9 Min

Data versioning and data pipelines with dvc

At SMS digital, we work in Scrum teams consisting of about 3-5 developers from different backgrounds. These include backend and frontend developers, data engineers, and data scientists. For our data engineers and data scientists, it is essential to share not only code but also data in order to work on products collaboratively.

Sharing code works well using established technologies such as Git. Developers work on a local copy of a repository on their machines and push their code to GitHub if they are satisfied with the quality of their work. On GitHub, they open pull requests to obtain reviews on their work from other developers who, in turn, can pull the code to review it or add more features.

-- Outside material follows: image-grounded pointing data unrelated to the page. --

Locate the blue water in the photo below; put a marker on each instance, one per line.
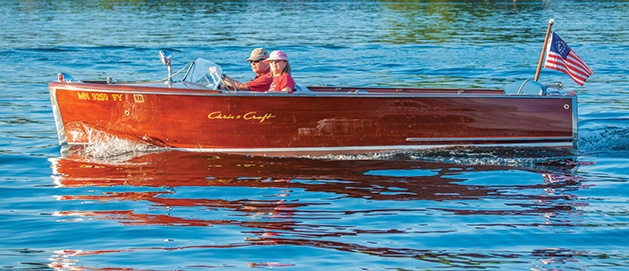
(128, 207)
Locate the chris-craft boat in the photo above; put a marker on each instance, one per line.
(196, 114)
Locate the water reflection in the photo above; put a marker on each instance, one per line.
(304, 202)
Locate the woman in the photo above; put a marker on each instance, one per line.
(280, 69)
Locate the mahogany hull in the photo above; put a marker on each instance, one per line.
(322, 121)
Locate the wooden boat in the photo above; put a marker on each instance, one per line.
(195, 114)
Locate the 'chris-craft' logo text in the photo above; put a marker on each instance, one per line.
(219, 115)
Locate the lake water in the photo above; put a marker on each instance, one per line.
(123, 207)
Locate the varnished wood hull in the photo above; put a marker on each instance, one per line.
(321, 121)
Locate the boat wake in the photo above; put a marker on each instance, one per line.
(105, 146)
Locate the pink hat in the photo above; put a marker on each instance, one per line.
(277, 55)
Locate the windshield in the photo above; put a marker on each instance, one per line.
(204, 72)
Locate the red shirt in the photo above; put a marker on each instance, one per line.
(282, 81)
(261, 82)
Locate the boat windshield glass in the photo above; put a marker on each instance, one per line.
(204, 72)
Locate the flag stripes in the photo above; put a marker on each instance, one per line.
(560, 57)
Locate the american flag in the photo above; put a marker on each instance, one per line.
(561, 58)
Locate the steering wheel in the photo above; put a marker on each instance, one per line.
(216, 73)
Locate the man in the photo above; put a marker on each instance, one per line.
(263, 78)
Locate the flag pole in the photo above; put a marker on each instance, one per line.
(541, 57)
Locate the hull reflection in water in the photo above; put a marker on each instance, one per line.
(306, 203)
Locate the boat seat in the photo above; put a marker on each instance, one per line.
(526, 87)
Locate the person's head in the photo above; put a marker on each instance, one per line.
(278, 62)
(257, 58)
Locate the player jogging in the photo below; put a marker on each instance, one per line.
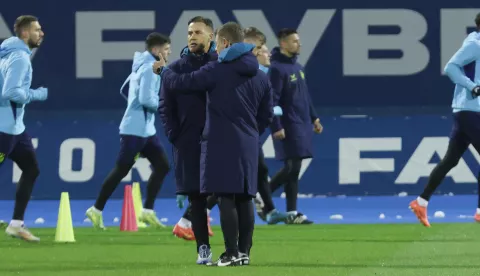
(138, 133)
(462, 70)
(15, 143)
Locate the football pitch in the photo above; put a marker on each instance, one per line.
(334, 249)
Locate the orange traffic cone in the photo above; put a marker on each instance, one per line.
(129, 221)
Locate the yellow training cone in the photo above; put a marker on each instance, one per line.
(64, 231)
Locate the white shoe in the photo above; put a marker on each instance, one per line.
(21, 233)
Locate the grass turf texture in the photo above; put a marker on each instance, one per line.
(400, 249)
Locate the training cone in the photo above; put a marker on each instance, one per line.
(64, 231)
(129, 220)
(137, 203)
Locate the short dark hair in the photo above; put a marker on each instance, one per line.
(285, 32)
(254, 34)
(23, 22)
(200, 19)
(156, 39)
(231, 31)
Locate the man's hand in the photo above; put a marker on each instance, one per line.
(180, 200)
(317, 126)
(157, 65)
(279, 135)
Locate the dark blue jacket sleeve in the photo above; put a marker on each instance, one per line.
(198, 81)
(277, 81)
(313, 113)
(168, 114)
(265, 110)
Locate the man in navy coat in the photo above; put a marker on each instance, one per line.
(293, 132)
(183, 117)
(239, 108)
(263, 202)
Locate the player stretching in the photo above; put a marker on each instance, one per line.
(15, 143)
(462, 70)
(138, 133)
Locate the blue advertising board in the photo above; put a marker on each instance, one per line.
(358, 57)
(357, 54)
(354, 156)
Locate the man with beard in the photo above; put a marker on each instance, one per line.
(138, 134)
(293, 131)
(15, 143)
(263, 202)
(183, 118)
(239, 108)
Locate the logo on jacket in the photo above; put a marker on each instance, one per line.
(293, 78)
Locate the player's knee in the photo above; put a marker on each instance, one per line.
(195, 196)
(33, 170)
(162, 165)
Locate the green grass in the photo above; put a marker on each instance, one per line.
(403, 250)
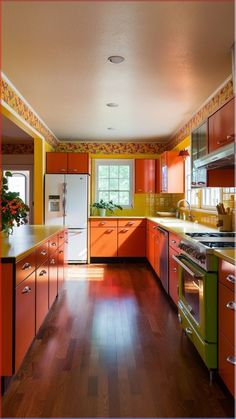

When the pull request has been approved, the code of the feature branch is merged into the main branch.

Sharing and collaborating are no longer trivial factors when it comes to data. One significant difference from script files is the size of data files. Data files can easily be several gigabytes, whereas script files are usually a few kilobytes. This makes data files inconvenient and expensive to store on GitHub.

Consequently, some questions are left unanswered: Where do we store data? How do we version data files? How can we share large data files? Who has what kind of access to the data files?

In the following article, we will answer these questions and give you insights into how we solved these challenges at SMS digital.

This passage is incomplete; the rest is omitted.